CLU currently works to bring diversity and Latin culture to campus. Since the ratification of its constitution in spring of 2012, the group has focused on fundraising and service projects ranging from a mentorship program that helps with translations for Spanish-speaking students and families, to feeding the homeless and assisting with the canned food drive at the Marshall-Wythe School of Law.
“We’re very up and coming,” Nicole Chanduvi ’15, president of CLU, said. “You’ve got to look out for us. We’ve gone from this tiny and informal group to having events, profit shares and having other organizations and businesses recognize us.”
Led by Chanduvi and vice-president Almendra Terrones ’15, the organization began considering which sorority to pledge last semester. The final choice was between two sororities within NALFO: SIA and Sigma Lambda Upsilon. After meeting with representatives from both sororities, the group decided on SIA.
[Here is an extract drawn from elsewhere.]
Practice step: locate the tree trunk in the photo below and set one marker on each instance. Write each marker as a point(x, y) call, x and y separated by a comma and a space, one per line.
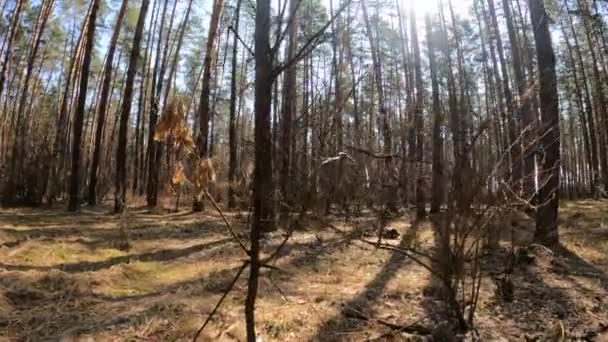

“They were so organized, so nice,” Terrones said. “It was an instant click with them, and we’ve really bonded with them.”
CLU hopes to become a sorority to give women of all races and backgrounds a place to belong on campus, noting that the group is Latin culture based but not Latin exclusive.
“When a bunch of us came here, we didn’t feel entirely comfortable with the sororities that were already here,” Chanduvi said. “A large reason for creating CLU was for the sake of trying to increase the Latina community here on campus, to try and give everyone a place where they felt they could belong.”
CLU hopes to begin the official pledging process in early January. In the meantime, the group hosts events such as Latin dances, movie nights and other activities where they explore Latin culture while forming sisterly bonds.
In addition, CLU has done a large amount of their funding independently. By utilizing a series of bake sales, private donations and profit-shares with local businesses, CLU has been able to surpass their initial goal of $500 by almost three-fold. It uses its collected funds to pay for the group application, as well as to help members pay individual dues and application fees.
“Most of our girls have been working harder now than they ever have in their entire lives to bring this to campus,” Kaitlyn Fields ’15, treasurer of CLU, said. “We’re all very proud and very happy.”
Until it can officially call itself a sorority, CLU hopes to expand and continue to establish itself as an active group at the College.
“I think it definitely helps spread diversity throughout campus,” Chanduvi said. “It’s different, but it’s definitely a sisterhood.”